In 2009, Diane McGill was working at an animal welfare organization in Portland, Ore. when she received an important phone call. A woman needed a group or organization to provide care for her ailing friend's pet. McGill assumed such an agency would be easy to find, but her search turned up empty. Just like Sempek, when McGill became aware of a need, she sprang into action.

She teamed up with a group of professionals, and together, they formed Pet Peace of Mind. The organization, now active in 42 states, assists local hospices in providing care for their patients’ pets. Pet Peace of Mind provides the training and program model to the healthcare organization, which then operates the services on their own. Pet care referrals are triggered by social workers in direct contact with patients. Their requests are sent to the hospice volunteer coordinator, who assigns it to a specially trained volunteer. The hospice is also responsible for re-homing the pet if the patient dies.

Pet Peace of Mind has a strategic partnership with the National Hospice and Palliative Care Organization. NHPCO, the largest hospice organization in the country, keeps Pet Peace of Mind front and center with their members, which allows for a special co-marketing partnership.

All hospices partnered with Pet Peace of Mind provide care for cats and dogs. The individual hospices determine what additional types of animals it will take on. Birds, fish, reptiles and horses are some of the animals for which the program has provided care.

"The strangest pet we've cared for is a tarantula," McGill said. "The bond is the bond…we're here to help the patients as well as the animals."

Shanon "Z" Zeisloft, a lieutenant in the Muscogee County Sheriff's Department in Columbus, Ga., has been a Pet Peace of Mind volunteer for three years.
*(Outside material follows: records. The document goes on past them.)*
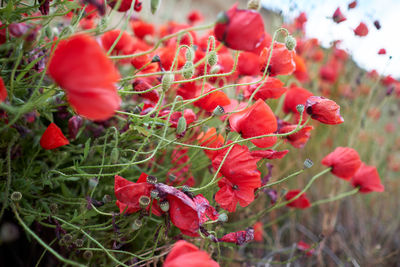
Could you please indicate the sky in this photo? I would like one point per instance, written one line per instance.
(364, 50)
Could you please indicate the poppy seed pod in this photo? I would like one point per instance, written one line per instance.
(164, 205)
(167, 80)
(290, 42)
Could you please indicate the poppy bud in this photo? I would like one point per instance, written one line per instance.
(78, 243)
(137, 224)
(154, 5)
(167, 80)
(290, 42)
(308, 163)
(16, 196)
(151, 179)
(87, 254)
(154, 194)
(253, 4)
(212, 58)
(223, 217)
(144, 201)
(181, 128)
(300, 108)
(188, 70)
(114, 155)
(218, 111)
(189, 54)
(164, 205)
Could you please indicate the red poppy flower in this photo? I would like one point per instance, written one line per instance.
(124, 44)
(239, 238)
(344, 162)
(382, 51)
(141, 28)
(255, 121)
(3, 91)
(240, 29)
(323, 110)
(212, 100)
(282, 62)
(361, 30)
(185, 254)
(298, 139)
(295, 96)
(53, 137)
(301, 202)
(128, 194)
(212, 140)
(338, 16)
(258, 231)
(80, 66)
(272, 88)
(367, 178)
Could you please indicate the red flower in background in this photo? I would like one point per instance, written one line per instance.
(323, 110)
(3, 91)
(53, 137)
(301, 202)
(255, 121)
(185, 254)
(367, 178)
(282, 62)
(128, 194)
(338, 16)
(295, 96)
(240, 29)
(80, 66)
(361, 30)
(344, 162)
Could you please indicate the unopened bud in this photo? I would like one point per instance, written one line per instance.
(212, 58)
(164, 205)
(137, 224)
(167, 80)
(218, 111)
(308, 163)
(223, 217)
(87, 255)
(290, 42)
(16, 196)
(144, 201)
(151, 179)
(154, 194)
(188, 70)
(253, 4)
(182, 125)
(300, 108)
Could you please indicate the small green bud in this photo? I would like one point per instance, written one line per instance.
(290, 42)
(87, 255)
(114, 155)
(137, 224)
(308, 163)
(223, 217)
(212, 58)
(144, 201)
(188, 70)
(151, 179)
(300, 108)
(154, 5)
(218, 111)
(182, 124)
(16, 196)
(167, 80)
(164, 205)
(154, 194)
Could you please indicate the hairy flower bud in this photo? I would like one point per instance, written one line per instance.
(290, 42)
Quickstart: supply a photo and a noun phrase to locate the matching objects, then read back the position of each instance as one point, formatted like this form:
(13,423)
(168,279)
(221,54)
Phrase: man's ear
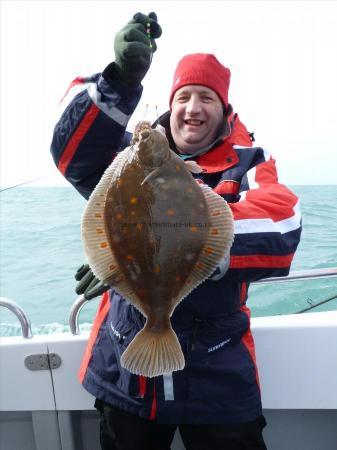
(228,111)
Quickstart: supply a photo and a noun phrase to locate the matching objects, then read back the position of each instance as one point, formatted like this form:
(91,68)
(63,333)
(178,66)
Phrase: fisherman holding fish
(182,216)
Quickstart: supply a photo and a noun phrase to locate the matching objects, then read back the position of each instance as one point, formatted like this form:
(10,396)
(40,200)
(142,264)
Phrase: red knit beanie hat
(203,69)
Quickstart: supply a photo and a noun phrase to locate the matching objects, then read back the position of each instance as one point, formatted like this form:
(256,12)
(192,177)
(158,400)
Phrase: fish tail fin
(153,353)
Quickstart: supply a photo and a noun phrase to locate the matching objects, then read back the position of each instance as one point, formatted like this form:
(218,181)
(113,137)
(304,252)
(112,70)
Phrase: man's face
(196,116)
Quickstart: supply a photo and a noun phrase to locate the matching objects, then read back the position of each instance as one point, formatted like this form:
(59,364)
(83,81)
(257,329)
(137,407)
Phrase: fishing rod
(315,304)
(21,184)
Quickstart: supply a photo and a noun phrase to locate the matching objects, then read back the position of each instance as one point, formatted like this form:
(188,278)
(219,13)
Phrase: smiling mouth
(193,122)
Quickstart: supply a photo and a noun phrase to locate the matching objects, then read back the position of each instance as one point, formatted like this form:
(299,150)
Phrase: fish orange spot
(141,292)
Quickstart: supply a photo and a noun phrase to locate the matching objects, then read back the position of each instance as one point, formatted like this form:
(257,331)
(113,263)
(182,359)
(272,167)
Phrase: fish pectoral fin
(217,244)
(153,353)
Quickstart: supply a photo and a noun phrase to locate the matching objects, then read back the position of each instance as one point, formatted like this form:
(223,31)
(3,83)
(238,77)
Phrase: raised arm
(95,110)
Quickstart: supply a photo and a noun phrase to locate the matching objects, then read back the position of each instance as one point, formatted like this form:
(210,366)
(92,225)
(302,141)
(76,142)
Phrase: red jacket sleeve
(267,226)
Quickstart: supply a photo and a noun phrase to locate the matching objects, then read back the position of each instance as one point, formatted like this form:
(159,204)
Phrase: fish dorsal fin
(94,237)
(193,167)
(218,242)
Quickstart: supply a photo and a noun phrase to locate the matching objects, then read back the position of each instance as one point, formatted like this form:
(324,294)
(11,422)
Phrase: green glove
(88,284)
(134,46)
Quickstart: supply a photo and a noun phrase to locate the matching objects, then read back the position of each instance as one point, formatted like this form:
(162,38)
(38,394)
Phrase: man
(216,399)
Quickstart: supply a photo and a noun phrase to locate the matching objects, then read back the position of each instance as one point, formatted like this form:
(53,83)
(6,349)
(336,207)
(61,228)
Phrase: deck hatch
(43,361)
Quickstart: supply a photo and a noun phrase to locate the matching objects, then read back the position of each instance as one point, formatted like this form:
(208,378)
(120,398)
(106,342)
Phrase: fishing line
(316,304)
(21,184)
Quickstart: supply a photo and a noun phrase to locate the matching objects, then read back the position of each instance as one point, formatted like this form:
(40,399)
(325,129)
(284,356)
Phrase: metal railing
(293,276)
(26,328)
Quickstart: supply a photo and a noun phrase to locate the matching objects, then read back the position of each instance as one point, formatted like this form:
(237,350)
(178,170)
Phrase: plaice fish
(154,234)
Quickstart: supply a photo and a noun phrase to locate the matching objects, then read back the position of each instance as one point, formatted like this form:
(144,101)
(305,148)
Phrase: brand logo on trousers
(221,344)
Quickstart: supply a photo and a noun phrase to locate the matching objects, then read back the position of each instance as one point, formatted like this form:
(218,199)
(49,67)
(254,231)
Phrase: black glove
(134,48)
(88,284)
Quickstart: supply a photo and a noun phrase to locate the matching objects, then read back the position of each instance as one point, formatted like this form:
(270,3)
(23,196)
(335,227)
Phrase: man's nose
(193,105)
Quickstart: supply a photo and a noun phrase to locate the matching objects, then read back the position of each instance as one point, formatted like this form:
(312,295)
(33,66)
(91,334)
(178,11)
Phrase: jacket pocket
(121,330)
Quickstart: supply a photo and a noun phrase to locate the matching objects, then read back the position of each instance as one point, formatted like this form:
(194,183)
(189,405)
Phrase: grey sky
(282,56)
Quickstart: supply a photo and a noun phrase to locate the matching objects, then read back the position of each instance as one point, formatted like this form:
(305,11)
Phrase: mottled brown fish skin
(157,227)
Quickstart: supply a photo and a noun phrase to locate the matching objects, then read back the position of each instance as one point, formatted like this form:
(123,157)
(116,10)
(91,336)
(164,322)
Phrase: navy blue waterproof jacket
(220,381)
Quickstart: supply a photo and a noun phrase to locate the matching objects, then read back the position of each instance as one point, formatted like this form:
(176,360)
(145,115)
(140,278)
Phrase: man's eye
(183,98)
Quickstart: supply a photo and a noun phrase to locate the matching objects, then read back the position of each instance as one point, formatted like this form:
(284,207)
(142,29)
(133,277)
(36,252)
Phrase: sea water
(40,251)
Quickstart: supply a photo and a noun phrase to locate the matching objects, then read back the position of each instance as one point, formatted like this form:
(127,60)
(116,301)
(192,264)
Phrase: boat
(43,406)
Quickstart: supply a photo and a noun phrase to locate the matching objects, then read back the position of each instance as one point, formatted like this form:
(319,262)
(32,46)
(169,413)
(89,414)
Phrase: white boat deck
(297,359)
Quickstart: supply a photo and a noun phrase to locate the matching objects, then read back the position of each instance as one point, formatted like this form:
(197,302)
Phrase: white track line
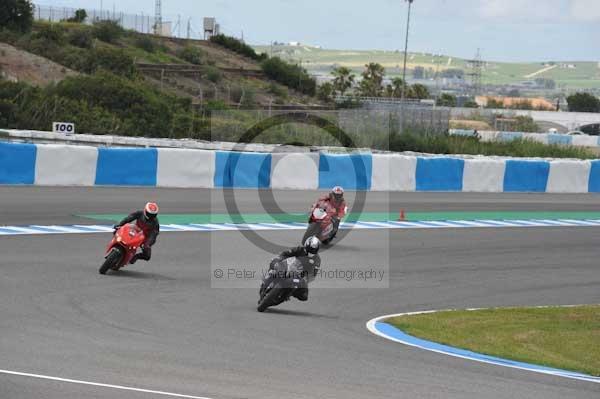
(97,384)
(371,326)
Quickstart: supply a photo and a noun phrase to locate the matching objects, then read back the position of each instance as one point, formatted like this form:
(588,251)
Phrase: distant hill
(571,74)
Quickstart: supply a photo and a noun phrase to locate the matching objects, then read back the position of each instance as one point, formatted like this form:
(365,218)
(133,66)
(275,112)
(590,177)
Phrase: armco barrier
(544,138)
(61,165)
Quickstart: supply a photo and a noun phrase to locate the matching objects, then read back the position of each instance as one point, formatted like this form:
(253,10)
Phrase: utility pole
(405,51)
(158,17)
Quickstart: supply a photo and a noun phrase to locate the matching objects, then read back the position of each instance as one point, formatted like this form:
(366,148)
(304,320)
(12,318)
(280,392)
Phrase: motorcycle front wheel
(270,298)
(112,260)
(314,229)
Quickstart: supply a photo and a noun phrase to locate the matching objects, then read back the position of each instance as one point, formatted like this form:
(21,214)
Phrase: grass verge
(562,337)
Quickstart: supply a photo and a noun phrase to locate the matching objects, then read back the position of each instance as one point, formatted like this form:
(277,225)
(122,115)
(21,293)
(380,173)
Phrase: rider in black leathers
(310,261)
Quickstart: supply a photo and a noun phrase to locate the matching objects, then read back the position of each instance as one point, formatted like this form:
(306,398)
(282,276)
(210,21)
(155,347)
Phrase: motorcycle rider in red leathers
(146,220)
(334,203)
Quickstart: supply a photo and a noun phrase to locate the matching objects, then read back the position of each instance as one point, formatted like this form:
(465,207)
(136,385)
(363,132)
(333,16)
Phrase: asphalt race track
(160,326)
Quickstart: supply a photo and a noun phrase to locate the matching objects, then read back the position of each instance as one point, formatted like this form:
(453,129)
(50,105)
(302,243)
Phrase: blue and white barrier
(62,165)
(544,138)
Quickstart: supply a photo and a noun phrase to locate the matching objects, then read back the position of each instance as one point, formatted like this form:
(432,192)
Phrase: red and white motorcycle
(322,223)
(124,245)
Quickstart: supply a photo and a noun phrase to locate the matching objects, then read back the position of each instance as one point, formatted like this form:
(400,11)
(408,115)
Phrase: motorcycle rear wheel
(269,299)
(314,229)
(113,259)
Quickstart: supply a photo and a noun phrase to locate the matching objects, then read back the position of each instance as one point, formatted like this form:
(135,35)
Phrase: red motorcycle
(124,245)
(321,224)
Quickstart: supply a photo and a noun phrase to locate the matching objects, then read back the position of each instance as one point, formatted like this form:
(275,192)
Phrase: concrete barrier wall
(61,165)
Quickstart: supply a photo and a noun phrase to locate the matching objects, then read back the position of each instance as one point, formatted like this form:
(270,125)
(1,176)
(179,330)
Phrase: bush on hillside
(146,43)
(191,54)
(79,17)
(213,74)
(16,15)
(290,75)
(80,37)
(51,33)
(237,46)
(108,31)
(116,61)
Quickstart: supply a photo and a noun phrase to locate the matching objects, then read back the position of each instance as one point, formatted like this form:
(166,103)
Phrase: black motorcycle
(288,277)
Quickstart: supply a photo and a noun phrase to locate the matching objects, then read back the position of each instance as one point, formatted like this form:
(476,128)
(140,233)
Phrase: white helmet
(312,245)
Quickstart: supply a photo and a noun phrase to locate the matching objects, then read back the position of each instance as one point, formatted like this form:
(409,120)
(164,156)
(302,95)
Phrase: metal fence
(171,25)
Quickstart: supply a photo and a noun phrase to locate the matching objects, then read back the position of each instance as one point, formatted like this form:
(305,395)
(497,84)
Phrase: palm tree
(343,79)
(372,80)
(418,91)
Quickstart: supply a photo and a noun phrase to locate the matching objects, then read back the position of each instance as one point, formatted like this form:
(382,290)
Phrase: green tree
(343,80)
(79,17)
(418,91)
(291,75)
(493,103)
(395,89)
(191,54)
(446,100)
(470,104)
(16,15)
(419,72)
(583,102)
(371,84)
(81,37)
(525,124)
(325,92)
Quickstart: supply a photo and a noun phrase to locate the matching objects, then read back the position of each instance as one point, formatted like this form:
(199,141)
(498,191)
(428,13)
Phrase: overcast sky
(510,30)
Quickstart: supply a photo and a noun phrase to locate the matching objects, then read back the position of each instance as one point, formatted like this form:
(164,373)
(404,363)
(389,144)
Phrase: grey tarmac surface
(160,325)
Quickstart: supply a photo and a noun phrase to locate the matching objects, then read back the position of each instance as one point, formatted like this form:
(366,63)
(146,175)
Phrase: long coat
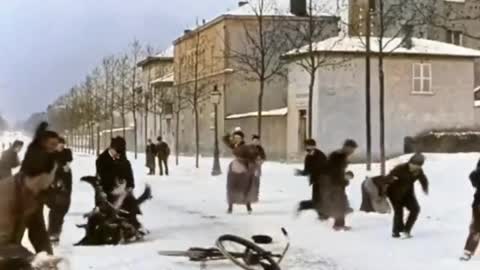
(8,161)
(110,171)
(150,152)
(20,210)
(334,201)
(243,177)
(404,184)
(315,165)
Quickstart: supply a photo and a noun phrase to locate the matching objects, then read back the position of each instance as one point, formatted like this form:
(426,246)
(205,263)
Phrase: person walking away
(374,194)
(334,199)
(150,153)
(22,196)
(114,170)
(315,165)
(402,194)
(60,192)
(242,177)
(473,238)
(163,152)
(10,160)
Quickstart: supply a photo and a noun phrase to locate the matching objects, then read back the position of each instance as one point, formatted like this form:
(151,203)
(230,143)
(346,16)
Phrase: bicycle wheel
(251,258)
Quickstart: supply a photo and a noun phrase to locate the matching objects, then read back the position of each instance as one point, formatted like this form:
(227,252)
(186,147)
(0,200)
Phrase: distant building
(428,86)
(208,49)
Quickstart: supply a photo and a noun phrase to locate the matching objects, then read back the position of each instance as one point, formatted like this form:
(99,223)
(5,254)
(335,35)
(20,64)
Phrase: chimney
(407,38)
(298,7)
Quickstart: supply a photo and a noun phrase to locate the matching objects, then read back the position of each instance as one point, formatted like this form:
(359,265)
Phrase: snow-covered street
(189,209)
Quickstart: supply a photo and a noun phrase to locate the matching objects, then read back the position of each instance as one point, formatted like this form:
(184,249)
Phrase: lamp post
(97,126)
(215,99)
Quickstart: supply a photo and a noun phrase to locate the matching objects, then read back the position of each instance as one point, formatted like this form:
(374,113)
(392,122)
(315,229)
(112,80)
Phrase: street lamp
(215,96)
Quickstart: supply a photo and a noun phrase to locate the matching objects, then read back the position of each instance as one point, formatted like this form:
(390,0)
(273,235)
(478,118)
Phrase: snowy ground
(189,209)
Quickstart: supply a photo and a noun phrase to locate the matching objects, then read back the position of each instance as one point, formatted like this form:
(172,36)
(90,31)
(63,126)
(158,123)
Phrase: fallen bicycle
(252,256)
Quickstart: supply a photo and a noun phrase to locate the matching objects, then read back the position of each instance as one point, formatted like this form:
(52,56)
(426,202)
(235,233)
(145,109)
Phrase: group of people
(160,151)
(45,179)
(329,178)
(244,172)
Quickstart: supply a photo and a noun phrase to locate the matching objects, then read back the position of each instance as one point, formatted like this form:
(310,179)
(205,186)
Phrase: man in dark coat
(474,236)
(163,152)
(402,194)
(10,160)
(261,151)
(336,201)
(315,166)
(60,191)
(150,154)
(22,196)
(114,170)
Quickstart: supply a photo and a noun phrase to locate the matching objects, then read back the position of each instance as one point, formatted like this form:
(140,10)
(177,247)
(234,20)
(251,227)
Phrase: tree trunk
(368,124)
(381,77)
(112,106)
(177,136)
(310,103)
(260,108)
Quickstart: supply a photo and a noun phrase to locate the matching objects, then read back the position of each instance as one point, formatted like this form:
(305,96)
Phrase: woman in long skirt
(243,178)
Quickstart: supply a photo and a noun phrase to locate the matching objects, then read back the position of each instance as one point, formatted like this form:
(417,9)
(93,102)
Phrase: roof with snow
(282,8)
(165,80)
(276,112)
(166,55)
(347,44)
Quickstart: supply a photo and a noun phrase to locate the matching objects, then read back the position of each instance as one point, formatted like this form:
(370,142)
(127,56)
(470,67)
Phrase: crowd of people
(45,179)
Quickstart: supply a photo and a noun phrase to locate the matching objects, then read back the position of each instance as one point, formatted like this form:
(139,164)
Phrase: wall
(274,135)
(339,102)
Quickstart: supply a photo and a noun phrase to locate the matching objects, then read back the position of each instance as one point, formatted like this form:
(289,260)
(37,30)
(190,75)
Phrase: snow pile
(276,112)
(348,44)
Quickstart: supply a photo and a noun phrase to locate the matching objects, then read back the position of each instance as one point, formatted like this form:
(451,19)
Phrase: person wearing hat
(402,194)
(114,170)
(473,239)
(10,160)
(315,164)
(334,197)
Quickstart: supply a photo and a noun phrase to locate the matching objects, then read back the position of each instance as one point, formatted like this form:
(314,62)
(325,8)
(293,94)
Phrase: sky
(47,46)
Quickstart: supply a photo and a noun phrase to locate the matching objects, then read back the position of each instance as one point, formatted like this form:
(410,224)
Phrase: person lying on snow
(115,216)
(374,194)
(22,198)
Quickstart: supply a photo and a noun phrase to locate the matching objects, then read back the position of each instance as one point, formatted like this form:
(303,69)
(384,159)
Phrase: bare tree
(136,49)
(259,58)
(303,34)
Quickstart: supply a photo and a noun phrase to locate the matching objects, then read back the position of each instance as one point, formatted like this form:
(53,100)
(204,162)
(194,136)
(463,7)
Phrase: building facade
(420,94)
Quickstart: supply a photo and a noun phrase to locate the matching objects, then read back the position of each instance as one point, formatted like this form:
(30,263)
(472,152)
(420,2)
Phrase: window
(476,97)
(455,37)
(422,79)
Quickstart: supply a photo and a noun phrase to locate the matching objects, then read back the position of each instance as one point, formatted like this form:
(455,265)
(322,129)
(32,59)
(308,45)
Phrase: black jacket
(404,184)
(475,180)
(8,161)
(261,152)
(37,161)
(110,171)
(62,175)
(314,165)
(162,150)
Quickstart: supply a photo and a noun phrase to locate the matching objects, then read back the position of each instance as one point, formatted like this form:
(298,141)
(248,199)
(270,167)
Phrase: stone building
(420,94)
(205,57)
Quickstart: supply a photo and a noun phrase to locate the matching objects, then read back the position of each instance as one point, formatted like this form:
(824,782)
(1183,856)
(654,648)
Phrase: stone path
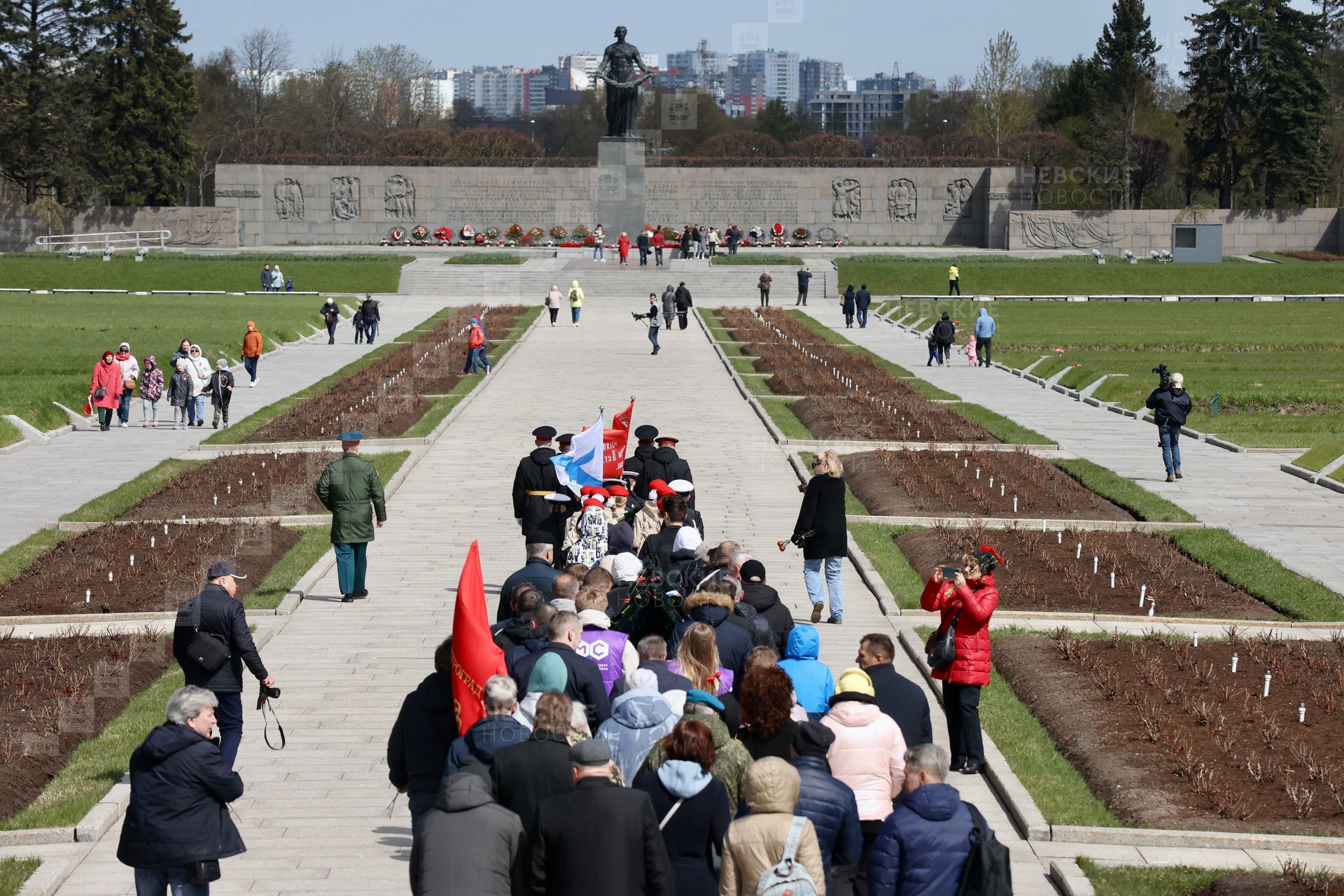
(1298,523)
(43,481)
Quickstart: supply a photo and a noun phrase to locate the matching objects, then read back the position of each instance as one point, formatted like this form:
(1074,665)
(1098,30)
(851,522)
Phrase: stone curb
(1019,804)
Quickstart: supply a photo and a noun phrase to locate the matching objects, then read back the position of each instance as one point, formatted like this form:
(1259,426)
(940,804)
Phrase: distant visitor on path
(350,488)
(1170,403)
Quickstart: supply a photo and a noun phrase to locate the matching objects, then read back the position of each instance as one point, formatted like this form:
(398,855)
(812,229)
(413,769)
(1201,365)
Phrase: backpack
(790,876)
(987,871)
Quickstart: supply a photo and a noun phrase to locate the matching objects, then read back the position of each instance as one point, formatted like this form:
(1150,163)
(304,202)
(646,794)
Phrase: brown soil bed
(1044,571)
(944,484)
(387,398)
(882,407)
(58,692)
(246,485)
(163,577)
(1168,736)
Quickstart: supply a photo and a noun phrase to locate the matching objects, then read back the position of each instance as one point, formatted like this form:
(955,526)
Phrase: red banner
(615,441)
(476,657)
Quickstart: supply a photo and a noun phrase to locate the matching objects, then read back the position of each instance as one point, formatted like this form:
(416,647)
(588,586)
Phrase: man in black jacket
(897,696)
(585,680)
(600,837)
(1170,403)
(417,748)
(214,613)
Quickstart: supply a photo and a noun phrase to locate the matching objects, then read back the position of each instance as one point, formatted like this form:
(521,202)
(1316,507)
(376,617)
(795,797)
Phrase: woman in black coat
(823,535)
(691,806)
(847,305)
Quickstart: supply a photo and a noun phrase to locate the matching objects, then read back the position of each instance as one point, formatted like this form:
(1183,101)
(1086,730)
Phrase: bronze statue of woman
(622,88)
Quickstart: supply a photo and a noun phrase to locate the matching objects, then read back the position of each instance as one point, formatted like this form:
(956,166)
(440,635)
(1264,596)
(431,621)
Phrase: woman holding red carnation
(967,603)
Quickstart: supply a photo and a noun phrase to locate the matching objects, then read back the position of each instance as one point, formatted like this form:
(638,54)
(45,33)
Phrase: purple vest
(606,649)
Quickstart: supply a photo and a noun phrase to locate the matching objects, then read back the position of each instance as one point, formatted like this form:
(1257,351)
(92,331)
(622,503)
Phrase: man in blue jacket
(984,336)
(925,843)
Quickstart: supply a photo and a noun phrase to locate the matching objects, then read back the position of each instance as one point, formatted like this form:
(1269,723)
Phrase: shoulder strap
(671,812)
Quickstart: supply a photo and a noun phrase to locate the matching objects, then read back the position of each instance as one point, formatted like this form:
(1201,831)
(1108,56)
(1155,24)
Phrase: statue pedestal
(619,188)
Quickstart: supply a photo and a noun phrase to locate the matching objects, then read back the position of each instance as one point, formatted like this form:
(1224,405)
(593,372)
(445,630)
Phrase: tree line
(101,104)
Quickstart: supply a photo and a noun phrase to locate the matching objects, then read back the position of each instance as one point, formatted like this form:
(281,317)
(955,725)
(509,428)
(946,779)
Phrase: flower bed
(1170,736)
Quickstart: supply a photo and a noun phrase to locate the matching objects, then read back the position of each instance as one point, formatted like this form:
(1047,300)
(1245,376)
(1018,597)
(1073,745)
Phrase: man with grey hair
(498,729)
(178,825)
(216,615)
(584,679)
(925,843)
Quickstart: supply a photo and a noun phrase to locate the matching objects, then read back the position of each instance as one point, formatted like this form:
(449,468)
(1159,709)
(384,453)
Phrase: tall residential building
(816,76)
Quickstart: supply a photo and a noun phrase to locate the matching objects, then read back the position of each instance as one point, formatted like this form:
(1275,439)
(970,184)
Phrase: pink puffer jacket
(869,755)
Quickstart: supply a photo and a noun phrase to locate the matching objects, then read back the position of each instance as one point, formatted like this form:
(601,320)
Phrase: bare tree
(1000,104)
(262,54)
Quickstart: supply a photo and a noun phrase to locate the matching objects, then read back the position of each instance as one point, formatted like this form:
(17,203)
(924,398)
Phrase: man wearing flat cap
(211,643)
(598,837)
(533,481)
(350,488)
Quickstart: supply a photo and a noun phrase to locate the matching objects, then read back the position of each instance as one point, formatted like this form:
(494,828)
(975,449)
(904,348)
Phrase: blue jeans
(1168,437)
(835,584)
(351,562)
(156,881)
(229,716)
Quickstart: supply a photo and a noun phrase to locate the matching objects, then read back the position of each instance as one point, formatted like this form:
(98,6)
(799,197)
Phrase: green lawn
(237,273)
(1152,880)
(1081,276)
(55,340)
(14,872)
(1277,367)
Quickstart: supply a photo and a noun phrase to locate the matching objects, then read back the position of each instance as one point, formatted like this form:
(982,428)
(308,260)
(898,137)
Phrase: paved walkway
(43,481)
(1298,523)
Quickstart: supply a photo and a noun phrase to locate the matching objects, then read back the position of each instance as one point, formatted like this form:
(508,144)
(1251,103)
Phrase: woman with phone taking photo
(958,650)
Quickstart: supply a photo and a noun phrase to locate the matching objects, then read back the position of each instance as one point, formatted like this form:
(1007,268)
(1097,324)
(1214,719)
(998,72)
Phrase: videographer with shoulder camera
(1171,406)
(211,643)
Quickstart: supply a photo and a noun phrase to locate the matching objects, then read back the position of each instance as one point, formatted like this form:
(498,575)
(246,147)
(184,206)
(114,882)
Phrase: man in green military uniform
(347,488)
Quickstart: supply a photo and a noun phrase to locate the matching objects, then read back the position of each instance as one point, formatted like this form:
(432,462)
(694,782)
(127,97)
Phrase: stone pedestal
(620,187)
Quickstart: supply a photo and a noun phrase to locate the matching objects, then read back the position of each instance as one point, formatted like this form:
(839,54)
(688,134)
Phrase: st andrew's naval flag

Her work with animals began when the sheriff's department implemented a therapy dog program in their jail. Zeisloft agreed to come aboard as the dog's handler, and found a sweet, bear-of-a-dog named Beethoven (pictured left) at a local shelter. She worked with Beethoven as he became a therapy dog for inmates with mental health needs, and was so moved by the positive impact, Zeisloft decided to use him in the community. One of the first places she contacted was Columbus hospice, which is partnered with Pet Peace of Mind, and she instantly connected with the program.

"I'm the lucky one…to be involved in the Pet Peace of Mind project," Zeisloft said.

Eventually, Zeisloft started taking Beethoven to visit patients. After witnessing powerful animal-to-human connections, she began journaling her experiences. Zeisloft had never worked with animals prior to her partnership with Beethoven, and since then, has found an additional call of duty.

"My life has been completely changed by having Beethoven as a therapy dog and volunteering in our community," Zeisloft said. “I’m just in it for the ride. I will forever be a volunteer with Columbus Hospice because they are amazing.”